Okay. Good. And then last one. It's a real question, kind of a soft question, but maybe a good way to end the call. But you talked about the culture shaping off-site. And I'm just curious what you've learned from that. What do you guys need to work on? And that's serious, what do you need to work on and then what's gone well so far from those activities? Thanks.
Yes, it's a great question. I think it's the hardest thing, and I couldn't be more pleased and I say that I would be more guarded if I wasn't. I mentioned on a couple of non-deal roadshows, you're in a situation where it sucked, I know that technical term, it sucked, you'd have to wait for four months from our originally anticipated close date.
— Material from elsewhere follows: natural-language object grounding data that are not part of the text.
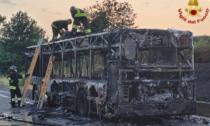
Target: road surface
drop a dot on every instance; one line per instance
(21, 114)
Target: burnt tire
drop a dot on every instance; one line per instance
(82, 103)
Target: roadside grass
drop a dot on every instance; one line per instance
(3, 80)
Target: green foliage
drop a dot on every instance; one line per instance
(21, 31)
(202, 48)
(2, 19)
(110, 15)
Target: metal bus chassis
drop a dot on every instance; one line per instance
(121, 73)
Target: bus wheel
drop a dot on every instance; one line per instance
(82, 103)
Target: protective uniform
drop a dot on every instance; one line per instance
(58, 26)
(79, 16)
(13, 85)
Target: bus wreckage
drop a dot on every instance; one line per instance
(122, 73)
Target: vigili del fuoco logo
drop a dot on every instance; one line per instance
(193, 13)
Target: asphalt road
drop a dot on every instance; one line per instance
(21, 114)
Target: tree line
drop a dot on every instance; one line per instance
(22, 31)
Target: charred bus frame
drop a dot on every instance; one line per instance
(126, 72)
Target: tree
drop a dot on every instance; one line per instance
(21, 31)
(110, 15)
(2, 19)
(202, 47)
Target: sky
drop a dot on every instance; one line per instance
(152, 14)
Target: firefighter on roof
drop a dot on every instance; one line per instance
(58, 26)
(79, 17)
(13, 85)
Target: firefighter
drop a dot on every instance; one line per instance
(58, 26)
(79, 17)
(13, 85)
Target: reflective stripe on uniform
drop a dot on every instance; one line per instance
(78, 14)
(19, 99)
(54, 26)
(12, 87)
(74, 26)
(13, 99)
(88, 31)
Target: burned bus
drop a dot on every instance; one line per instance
(121, 73)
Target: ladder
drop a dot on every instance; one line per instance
(45, 83)
(27, 84)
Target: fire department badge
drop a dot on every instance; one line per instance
(193, 13)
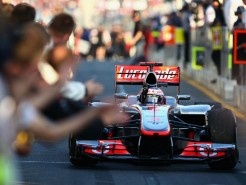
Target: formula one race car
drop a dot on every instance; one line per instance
(160, 129)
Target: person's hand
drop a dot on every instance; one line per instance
(93, 88)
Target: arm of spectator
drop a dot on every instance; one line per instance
(78, 91)
(51, 131)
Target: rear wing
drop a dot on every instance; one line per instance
(135, 75)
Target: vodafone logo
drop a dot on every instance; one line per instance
(166, 74)
(155, 91)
But I think if you asked any of the executives or level 2 or level 3 folks across the organization what the silver lining was, it was the fact that we had four more months to work together in terms of planning and meeting and figuring out each other and building trust. And so, I think that actually helped. We hit the ground running. I've been really pleased. There's no question about the fact that it will take time to make sure that you get rid of the us versus them, or people are still referring to things like legacy Webster and legacy Sterling.
But I have to tell you that we've really coalesced around what it means to be a Webster banker about the behaviors we expect when we went in, and I don't want to get too grandeur, when we went into the culture practice as a leadership team, we realized that while we believe that all of these values were what we wanted to do, we had different definitions of what those behaviors were, different expectations, and so we spent a lot of time saying, we really need to be careful about making sure we're on the same page. We all understand what we're trying to accomplish. We all understand the bank's mission and purpose and we've come together really, really solidly. Half my direct reports are from each of the legacy banks, and I think we're operating as well as either bank was operating before from a trust and collaborative perspective. So we'll keep working it, reinforcing it, but I couldn't be more pleased with where we are 90 days into this project.
Thanks a lot, guys.
Thank you.
This does conclude our question-and-answer session. I would like to turn the conference back over to management for closing comments.
Yeah. I just want to thank everybody for their participation and continued interest in support of the company. Hope everybody has a great day.
Thank you. This does conclude today's conference. You may disconnect your lines at this time and thank you for your participation.